Our time visiting the Baja Peninsula is quickly coming to a close and today we spent the day loading up the Mazda5 for our return to the United States. As we rounded up everyone’s possessions and negotiated about unnecessary baggage (how many shells, rocks, and sticks do we really need to take back with us?) we were reminded of how much we love dry bags.
Our love affair with these wonderfully adaptable, completely packable, waterproof bags started way back when Five of Hearts was a baby. We were looking for a bag to store dirty cloth diapers in when we went camping or traveling, and didn’t have immediate access to laundry facilities. Using a dry bag became the perfect solution as it kept both the wetness and odor completely sealed inside until we could run the diapers through a washing machine.
When we starting traveling full time and were in need of extra space in our overcrowded minivan we turned to dry bags again to store items on the back of our hitch platform. The dry bags easily clip to the supports of the hitch platform and keep everything bone dry, even after driving miles in rainstorms. At about the same time we realized that a mini dry bag was the perfect solution to keeping our cooler from becoming a watery mess. We just put the ice right inside the dry bag and when it melts the water stays in the bag instead of drenching our food.
Another one of our favorite uses for dry bags is as food storage containers. When camping and traveling we load all of our food into dry bags. They work great to protect food from wet conditions while camping.

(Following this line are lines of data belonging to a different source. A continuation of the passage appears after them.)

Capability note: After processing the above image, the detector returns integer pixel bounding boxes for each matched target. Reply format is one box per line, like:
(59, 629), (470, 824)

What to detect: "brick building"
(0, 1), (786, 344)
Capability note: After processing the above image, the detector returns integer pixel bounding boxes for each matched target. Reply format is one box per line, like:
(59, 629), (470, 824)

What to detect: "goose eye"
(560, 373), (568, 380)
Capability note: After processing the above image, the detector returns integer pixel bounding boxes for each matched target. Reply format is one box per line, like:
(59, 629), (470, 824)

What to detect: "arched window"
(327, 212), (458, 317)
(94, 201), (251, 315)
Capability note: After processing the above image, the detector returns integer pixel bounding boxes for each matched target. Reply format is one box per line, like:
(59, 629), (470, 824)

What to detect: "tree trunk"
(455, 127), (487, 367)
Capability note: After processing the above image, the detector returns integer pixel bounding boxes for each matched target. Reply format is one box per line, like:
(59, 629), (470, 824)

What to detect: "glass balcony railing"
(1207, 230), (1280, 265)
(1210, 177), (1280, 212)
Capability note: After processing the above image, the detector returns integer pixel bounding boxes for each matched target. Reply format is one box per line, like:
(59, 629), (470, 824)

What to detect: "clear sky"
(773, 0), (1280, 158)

You can put the bags down on the soggy ground and not worry about ending up with damp or dirty bags. Dry bags also keep our food safe from insects, many of which we have encountered here in Mexico, but have never made it into our food thanks to the tight seal and impenetrable plastic of dry bags.
We could honestly go on for paragraphs about all the ways that we use dry bags. They are great for transporting wet bathing suits and sand toys as well as cameras, tablets, and wallets while at the beach or out in a boat. The best part is that a decent dry bag doesn’t have to break the bank. There are some really fancy versions out there with straps and extra features. However, we usually pay no more than $20 for a large bag and they last a really long time, just be careful not to drag them over rough surfaces as it will puncture the material. You can find dry bags at almost any sporting gear store or large box store. So, if you are in need of a great waterproof storage bag for any reason the Fives definitely recommend checking out dry bags and hopefully you will fall in love just like we did.